I get the usefulness of echoData
for generic HTTP clients that have no request metadata tracking feature, but a client with that feature, or one made specifically for Zyte Data API, should probably keep track of request metadata on the client side. In fact, maybe https://github.com/scrapy-plugins/scrapy-zyte-api should discourage its use altogether, in favor of Request.meta
.
This is of course based solely on the current implementation of Zyte Data API. It is possible that future features will make it worthwhile to include echoData (e.g. some web UI that allows to keep track of your requests, where getting access to echoData
would be useful).
Thoughts?
This makes sense to me, in general.
It seems echoData is not used in scrapy-zyte-api; are you thinking about documentation changes?
Here echoData is used in the CLI tool, so that the output contains source URL by default. What alternative do you see?
maybe we should not send echoData to the server, and instead keep track of it on the client side.
If it's still called echoData
in the client, then it can be surprising if it's not sent to the server IMO for someone aware of the HTTP API, e.g. if you're doing some debugging.
It seems echoData is not used in scrapy-zyte-api; are you thinking about documentation changes?
Yes. In the docs.zyte.com content I am preparing about echoData
, in the code example tab set, we could cover how to use echoData
in Scrapy but explain how Request.meta may be a better choice. I would also remove echoData
from the example in https://github.com/scrapy-plugins/scrapy-zyte-api/blob/main/README.rst#how-to-use.
If it's still called
echoData
in the client, then it can be surprising if it's not sent to the server IMO for someone aware of the HTTP API, e.g. if you're doing some debugging.
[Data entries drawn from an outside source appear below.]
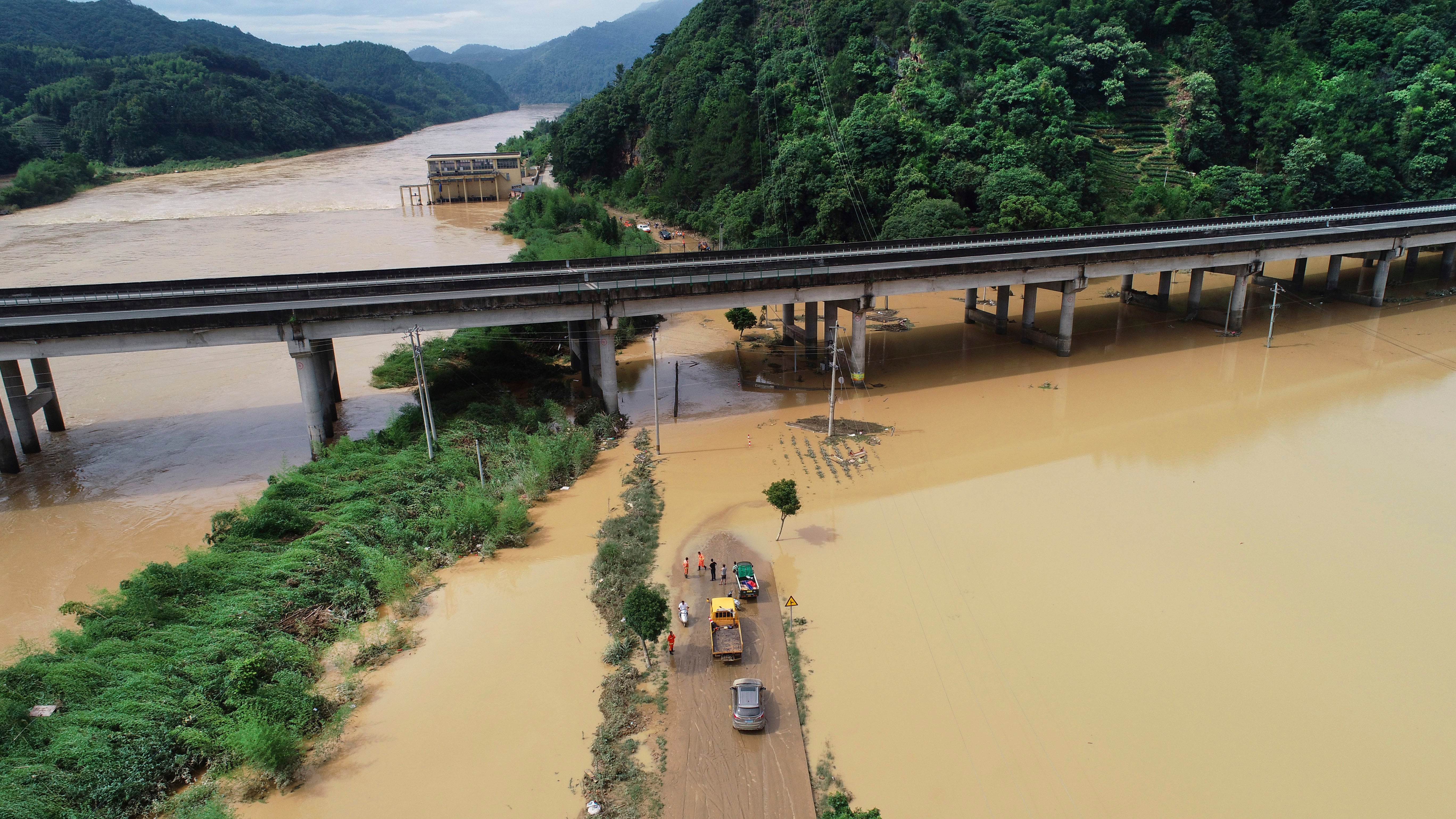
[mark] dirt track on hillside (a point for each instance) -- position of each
(713, 770)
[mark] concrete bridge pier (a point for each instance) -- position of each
(24, 407)
(311, 388)
(9, 462)
(858, 348)
(328, 379)
(1194, 293)
(1333, 275)
(810, 330)
(1028, 312)
(608, 358)
(1382, 275)
(1062, 342)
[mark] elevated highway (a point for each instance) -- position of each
(308, 311)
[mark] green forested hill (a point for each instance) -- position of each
(574, 66)
(191, 106)
(846, 120)
(414, 95)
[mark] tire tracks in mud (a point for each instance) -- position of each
(715, 772)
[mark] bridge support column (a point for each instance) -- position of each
(1069, 302)
(1028, 312)
(1241, 295)
(857, 348)
(328, 381)
(21, 412)
(1409, 272)
(810, 330)
(1194, 292)
(1333, 275)
(303, 358)
(46, 382)
(608, 352)
(9, 464)
(1382, 275)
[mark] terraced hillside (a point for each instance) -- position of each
(1132, 148)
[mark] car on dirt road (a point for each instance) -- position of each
(747, 705)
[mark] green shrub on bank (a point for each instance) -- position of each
(213, 662)
(557, 225)
(44, 181)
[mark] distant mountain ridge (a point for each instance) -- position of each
(416, 94)
(574, 66)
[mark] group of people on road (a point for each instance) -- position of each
(711, 566)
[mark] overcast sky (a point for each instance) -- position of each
(405, 24)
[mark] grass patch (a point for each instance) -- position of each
(627, 553)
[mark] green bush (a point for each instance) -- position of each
(268, 747)
(44, 181)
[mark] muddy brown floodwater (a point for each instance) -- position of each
(1174, 575)
(493, 712)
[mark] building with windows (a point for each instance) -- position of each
(474, 177)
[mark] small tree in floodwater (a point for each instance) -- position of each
(646, 611)
(785, 498)
(742, 320)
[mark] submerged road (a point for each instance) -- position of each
(715, 772)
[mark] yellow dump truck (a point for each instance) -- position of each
(727, 630)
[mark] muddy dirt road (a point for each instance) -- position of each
(713, 770)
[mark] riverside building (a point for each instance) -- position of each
(474, 177)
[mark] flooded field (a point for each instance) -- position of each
(1177, 575)
(1173, 576)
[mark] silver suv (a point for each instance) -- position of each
(747, 703)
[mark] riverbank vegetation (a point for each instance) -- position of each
(852, 120)
(194, 669)
(627, 553)
(560, 225)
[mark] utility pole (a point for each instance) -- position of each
(423, 395)
(656, 420)
(1273, 307)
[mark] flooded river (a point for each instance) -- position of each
(1171, 576)
(1176, 575)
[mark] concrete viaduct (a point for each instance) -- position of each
(308, 311)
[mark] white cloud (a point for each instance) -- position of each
(443, 24)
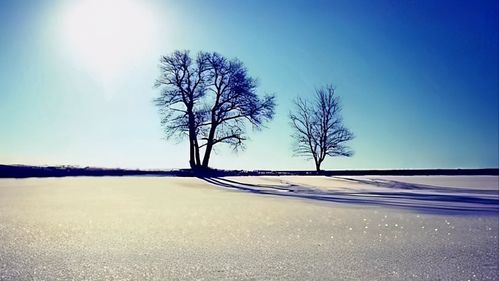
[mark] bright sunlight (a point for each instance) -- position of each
(108, 36)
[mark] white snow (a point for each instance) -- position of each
(249, 228)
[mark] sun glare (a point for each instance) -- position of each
(108, 36)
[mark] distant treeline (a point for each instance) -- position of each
(22, 171)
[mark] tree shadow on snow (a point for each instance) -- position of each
(423, 198)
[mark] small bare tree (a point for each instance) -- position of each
(318, 127)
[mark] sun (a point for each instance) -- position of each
(108, 36)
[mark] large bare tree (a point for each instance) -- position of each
(211, 100)
(182, 83)
(234, 104)
(318, 129)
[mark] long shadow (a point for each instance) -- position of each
(416, 186)
(468, 202)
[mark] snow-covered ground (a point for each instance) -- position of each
(249, 228)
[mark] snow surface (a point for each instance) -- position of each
(249, 228)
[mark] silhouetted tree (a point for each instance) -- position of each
(182, 83)
(318, 127)
(234, 104)
(211, 100)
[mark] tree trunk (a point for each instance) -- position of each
(191, 154)
(196, 152)
(318, 166)
(193, 147)
(209, 146)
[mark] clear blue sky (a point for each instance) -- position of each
(418, 79)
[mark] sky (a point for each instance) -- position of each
(418, 79)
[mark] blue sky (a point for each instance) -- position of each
(418, 79)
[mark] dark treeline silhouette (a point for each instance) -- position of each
(23, 171)
(210, 100)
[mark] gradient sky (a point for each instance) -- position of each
(418, 79)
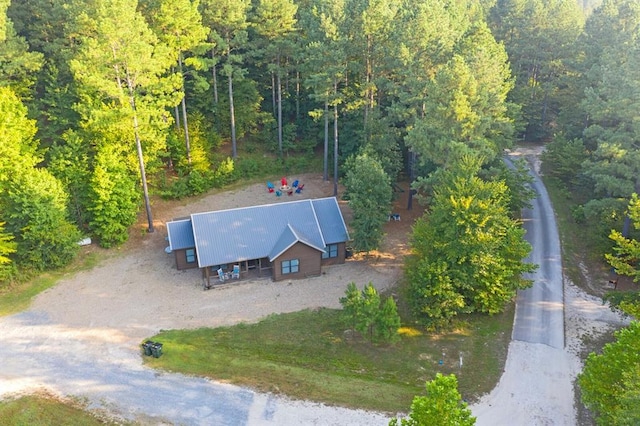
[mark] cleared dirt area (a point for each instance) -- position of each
(139, 291)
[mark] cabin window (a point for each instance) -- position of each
(330, 251)
(191, 255)
(290, 266)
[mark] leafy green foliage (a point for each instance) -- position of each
(442, 406)
(369, 192)
(7, 247)
(32, 201)
(365, 313)
(626, 257)
(114, 199)
(625, 301)
(35, 210)
(539, 37)
(467, 251)
(609, 381)
(563, 159)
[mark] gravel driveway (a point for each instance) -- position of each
(82, 337)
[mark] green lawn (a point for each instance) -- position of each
(43, 410)
(308, 355)
(17, 297)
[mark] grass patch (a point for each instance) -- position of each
(46, 410)
(16, 297)
(579, 248)
(308, 355)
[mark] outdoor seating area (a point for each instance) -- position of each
(285, 188)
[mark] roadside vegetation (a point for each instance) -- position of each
(313, 355)
(48, 410)
(194, 99)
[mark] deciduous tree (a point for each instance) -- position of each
(369, 191)
(609, 381)
(467, 251)
(442, 406)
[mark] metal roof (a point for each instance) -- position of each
(332, 225)
(289, 237)
(180, 234)
(228, 236)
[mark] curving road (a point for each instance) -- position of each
(536, 387)
(99, 364)
(540, 309)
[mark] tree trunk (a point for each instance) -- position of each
(279, 112)
(232, 116)
(325, 171)
(214, 73)
(143, 175)
(335, 141)
(185, 124)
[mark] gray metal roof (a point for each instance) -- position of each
(332, 225)
(228, 236)
(180, 234)
(289, 237)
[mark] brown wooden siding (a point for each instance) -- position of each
(342, 254)
(181, 260)
(309, 258)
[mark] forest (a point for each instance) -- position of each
(107, 105)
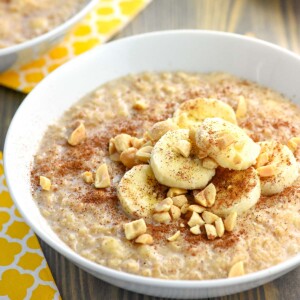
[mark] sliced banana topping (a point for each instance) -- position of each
(236, 191)
(192, 112)
(139, 192)
(174, 170)
(227, 144)
(277, 167)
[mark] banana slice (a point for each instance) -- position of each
(227, 144)
(276, 166)
(192, 112)
(139, 191)
(172, 169)
(235, 191)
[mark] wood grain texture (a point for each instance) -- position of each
(277, 21)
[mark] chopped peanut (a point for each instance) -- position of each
(293, 143)
(196, 208)
(210, 231)
(175, 212)
(45, 183)
(237, 269)
(145, 239)
(179, 200)
(102, 179)
(128, 157)
(220, 227)
(184, 148)
(267, 171)
(195, 230)
(88, 177)
(230, 221)
(137, 143)
(172, 192)
(122, 142)
(140, 105)
(195, 219)
(262, 159)
(144, 153)
(209, 163)
(77, 136)
(164, 205)
(160, 128)
(174, 237)
(241, 110)
(163, 217)
(134, 229)
(209, 217)
(206, 197)
(184, 208)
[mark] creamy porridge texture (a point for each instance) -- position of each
(226, 146)
(31, 18)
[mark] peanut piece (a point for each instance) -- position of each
(210, 231)
(174, 237)
(230, 221)
(172, 192)
(241, 110)
(144, 153)
(175, 212)
(77, 136)
(163, 217)
(122, 142)
(164, 205)
(179, 200)
(102, 179)
(184, 208)
(128, 157)
(267, 171)
(196, 208)
(237, 269)
(195, 219)
(88, 177)
(195, 230)
(45, 183)
(184, 148)
(219, 227)
(134, 229)
(140, 105)
(209, 163)
(209, 217)
(207, 196)
(145, 239)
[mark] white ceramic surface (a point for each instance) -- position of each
(19, 54)
(199, 51)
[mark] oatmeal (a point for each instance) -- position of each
(175, 176)
(31, 18)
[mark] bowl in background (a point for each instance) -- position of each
(22, 53)
(189, 51)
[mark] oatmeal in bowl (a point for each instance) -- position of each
(196, 170)
(175, 181)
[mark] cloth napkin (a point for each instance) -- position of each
(24, 273)
(106, 19)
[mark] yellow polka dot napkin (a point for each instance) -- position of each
(106, 19)
(24, 273)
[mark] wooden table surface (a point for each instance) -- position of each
(272, 20)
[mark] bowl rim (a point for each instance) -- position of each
(95, 268)
(53, 32)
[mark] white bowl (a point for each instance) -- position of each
(197, 51)
(19, 54)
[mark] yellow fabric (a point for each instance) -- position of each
(106, 19)
(24, 273)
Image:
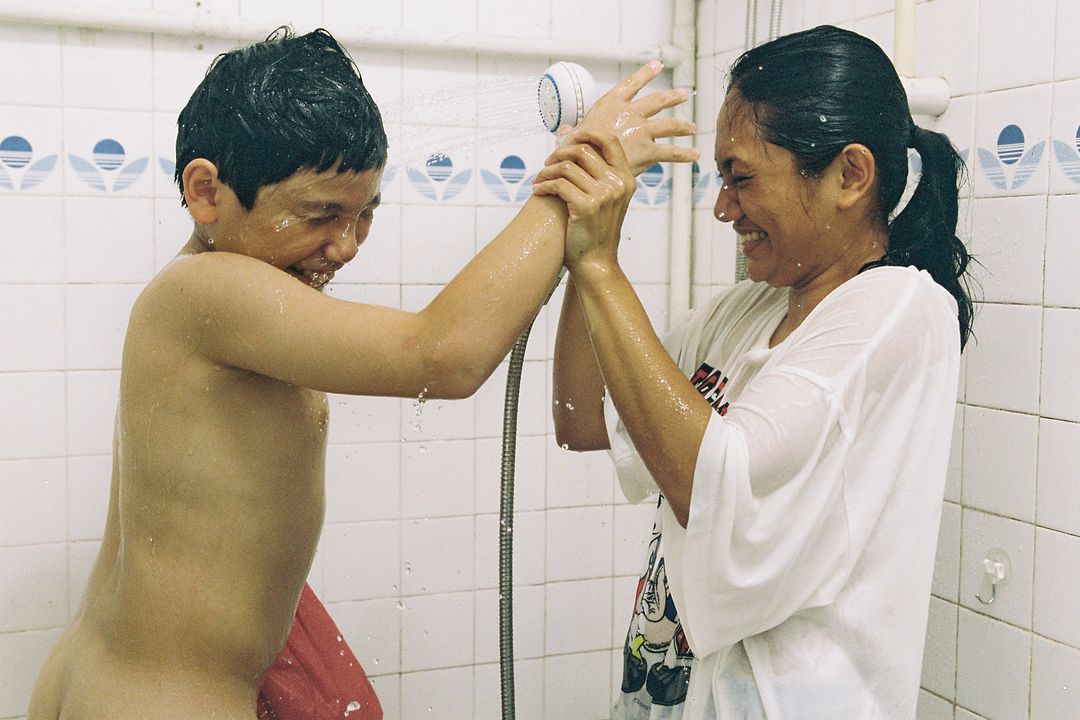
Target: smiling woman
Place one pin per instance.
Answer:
(786, 493)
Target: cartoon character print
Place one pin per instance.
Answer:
(655, 635)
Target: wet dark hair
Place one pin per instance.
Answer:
(815, 92)
(285, 104)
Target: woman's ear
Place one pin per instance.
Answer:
(858, 175)
(200, 190)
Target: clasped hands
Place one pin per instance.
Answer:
(594, 166)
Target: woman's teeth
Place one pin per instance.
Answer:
(752, 236)
(315, 280)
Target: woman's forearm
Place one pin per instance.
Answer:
(663, 413)
(578, 386)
Yes, that is a very good point.
For python-zyte-api, maybe we should leave things as they are for now, but in the future, if there is demand for it, add an AsyncClient
parameter and command-line interface option to track echoData
on the client side. I don’t expect demand for it any time soon, but it may be a good option for people hitting the API request length limit because of their echoData
content.
I wonder if it'd be better to have this feature, but not have it tied to echoData. Or, alternatively, make echoData handling optional.
I wonder if it'd be better to have this feature, but not have it tied to echoData.
Makes a lot of sense. In the scenario where echoData
causes the API request to be too long, users could move some data from echoData
to a client-specific field (e.g. clientData
, requestMetadata
), and still keep some data in echoData
(in case there is a benefit in the future to have data there beyond getting it back in the client).